Jacob Elordi is equally compelling as Heathcliff. He conveys Heathcliff’s obsessive devotion and simmering rage with restraint. His performance avoids melodrama and nstead builds tension through quiet intensity.

SUPPORTING ROLES
Among the supporting cast, Hong Chau’s portrayal of Nelly is particularly striking. Fennell reimagines Nelly as something far more complicated than a passive observer. Chau plays her with a subtle bitterness that suggests years of invisibility and highlights her displacement by Heathcliff as Cathy’s dearest confidante. Nelly becomes the oily hinge upon which the tragedy turns: not the villain exactly, but the quiet enabler of destruction. It is one of the film’s boldest interpretive choices.
Shazad Latif’s Edgar Linton feels comparatively underwritten, though that may be intentional. His bland decency contrasts sharply with the emotional ferocity of Cathy, and Heathcliff’s ruthlessness and emerging cruelty. Notably, Mr. Linton dampens Cathy’s intensity, rendering her, as Mrs. Linton, a false and superficial version of herself.
Alison Oliver’s Isabella, however, nearly steals every scene she’s in. Her nervous energy and social awkwardness give the character a fragility that makes her arc quietly devastating. The first scene in which Cathy and the viewer encounter the Lintons offers a delightful encapsulation of Isabella’s impetuous, eager character. She enthusiastically recounts to Edgar the plot of Shakespeare’s Romeo and Juliet, appalled by the play’s tragic outcome, which, she believes, could have been prevented with better communication. This scene, light as it is, foreshadows the film’s ending, a masterful inclusion by Fennell.

LOCATIONS AND DESIGN
Yet my favorite “characters” in the film are the two estates: Wuthering Heights and Thrushcross Grange. Wuthering Heights is practically alive. It is rotting, damp, wind-beaten, and sinking into the moors. The fog, mud, and grime seem permanent. The house feels like a physical manifestation of the emotional decay within it. Fennell appears to have used real exterior locations, which enhances the authenticity. The estate is not just a setting, it is a wound that drives Cathy to sacrifice her own happiness and Heathcliff’s, to escape but not heal it.
Thrushcross Grange is its deliberate opposite. Bright, polished, almost artificial. The interiors feel constructed intentionally so. The brightness borders on theatrical, and that artificiality reinforces the emotional falseness beneath the surface. The characters who inhabit the Grange project civility, but their politeness masks ambition, jealousy, and repression.
The set design itself becomes commentary, as does the costuming. Cathy’s elaborate, shimmering, almost-neon gowns serve as visual reminders of both her “success” and her artifice. She has married Linton to save herself from her family’s poverty and degradation but has lost herself in the process.

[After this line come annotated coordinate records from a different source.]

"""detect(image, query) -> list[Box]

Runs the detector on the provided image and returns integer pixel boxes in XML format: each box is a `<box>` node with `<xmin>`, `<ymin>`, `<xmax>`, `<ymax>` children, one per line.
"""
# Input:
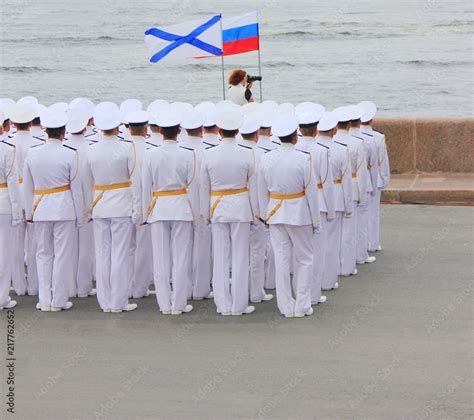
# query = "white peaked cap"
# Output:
<box><xmin>66</xmin><ymin>107</ymin><xmax>89</xmax><ymax>134</ymax></box>
<box><xmin>10</xmin><ymin>104</ymin><xmax>36</xmax><ymax>124</ymax></box>
<box><xmin>349</xmin><ymin>105</ymin><xmax>364</xmax><ymax>120</ymax></box>
<box><xmin>297</xmin><ymin>110</ymin><xmax>321</xmax><ymax>124</ymax></box>
<box><xmin>48</xmin><ymin>102</ymin><xmax>69</xmax><ymax>112</ymax></box>
<box><xmin>156</xmin><ymin>107</ymin><xmax>183</xmax><ymax>128</ymax></box>
<box><xmin>261</xmin><ymin>101</ymin><xmax>278</xmax><ymax>111</ymax></box>
<box><xmin>40</xmin><ymin>108</ymin><xmax>68</xmax><ymax>128</ymax></box>
<box><xmin>92</xmin><ymin>102</ymin><xmax>122</xmax><ymax>130</ymax></box>
<box><xmin>17</xmin><ymin>96</ymin><xmax>38</xmax><ymax>106</ymax></box>
<box><xmin>272</xmin><ymin>114</ymin><xmax>298</xmax><ymax>137</ymax></box>
<box><xmin>358</xmin><ymin>101</ymin><xmax>377</xmax><ymax>122</ymax></box>
<box><xmin>204</xmin><ymin>108</ymin><xmax>217</xmax><ymax>127</ymax></box>
<box><xmin>242</xmin><ymin>102</ymin><xmax>262</xmax><ymax>115</ymax></box>
<box><xmin>194</xmin><ymin>101</ymin><xmax>216</xmax><ymax>114</ymax></box>
<box><xmin>35</xmin><ymin>104</ymin><xmax>48</xmax><ymax>118</ymax></box>
<box><xmin>239</xmin><ymin>114</ymin><xmax>261</xmax><ymax>134</ymax></box>
<box><xmin>318</xmin><ymin>112</ymin><xmax>339</xmax><ymax>131</ymax></box>
<box><xmin>0</xmin><ymin>98</ymin><xmax>16</xmax><ymax>120</ymax></box>
<box><xmin>125</xmin><ymin>110</ymin><xmax>150</xmax><ymax>124</ymax></box>
<box><xmin>332</xmin><ymin>106</ymin><xmax>352</xmax><ymax>122</ymax></box>
<box><xmin>216</xmin><ymin>109</ymin><xmax>243</xmax><ymax>130</ymax></box>
<box><xmin>181</xmin><ymin>109</ymin><xmax>206</xmax><ymax>130</ymax></box>
<box><xmin>92</xmin><ymin>101</ymin><xmax>120</xmax><ymax>118</ymax></box>
<box><xmin>170</xmin><ymin>102</ymin><xmax>194</xmax><ymax>121</ymax></box>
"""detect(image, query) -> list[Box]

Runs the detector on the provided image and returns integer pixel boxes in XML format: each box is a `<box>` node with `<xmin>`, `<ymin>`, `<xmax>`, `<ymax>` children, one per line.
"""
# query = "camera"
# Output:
<box><xmin>247</xmin><ymin>74</ymin><xmax>262</xmax><ymax>83</ymax></box>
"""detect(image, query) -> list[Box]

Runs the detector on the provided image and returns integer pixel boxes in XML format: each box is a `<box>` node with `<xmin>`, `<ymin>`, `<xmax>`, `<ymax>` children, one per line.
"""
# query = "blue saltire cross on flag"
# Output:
<box><xmin>145</xmin><ymin>15</ymin><xmax>222</xmax><ymax>63</ymax></box>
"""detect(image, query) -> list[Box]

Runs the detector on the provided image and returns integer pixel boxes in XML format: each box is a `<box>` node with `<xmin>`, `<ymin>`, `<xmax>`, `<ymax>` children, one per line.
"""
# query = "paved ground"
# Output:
<box><xmin>0</xmin><ymin>205</ymin><xmax>474</xmax><ymax>419</ymax></box>
<box><xmin>383</xmin><ymin>172</ymin><xmax>474</xmax><ymax>203</ymax></box>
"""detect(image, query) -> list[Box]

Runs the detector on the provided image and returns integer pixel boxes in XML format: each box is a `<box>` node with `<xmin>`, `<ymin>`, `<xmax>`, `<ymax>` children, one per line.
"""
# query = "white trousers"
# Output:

Despite the bleakness of the Yorkshire moors, Fennell finds beauty in the stark landscape. The wind-swept hills and open sky offer moments of haunting serenity. The harshness of the terrain mirrors the emotional barrenness of the characters, yet there is something undeniably beautiful in its severity.
CONCLUSION
Fennell’s greatest achievement is showing that entitlement and wealth cannot manufacture happiness. Cathy and Heathcliff’s romance is painful to watch not because it lacks passion, but because it contains too much of it. Their tragedy feels almost. Shakespearean in scope: love corrupted by pride, ego, and social ambition.
I am grateful I saw this in a theater. When the film ended, there were audible sobs in the audience. I cannot think of a better testament to its emotional impact. Emerald Fennell has crafted a near-operatic tragedy: bleak, beautiful, and devastating.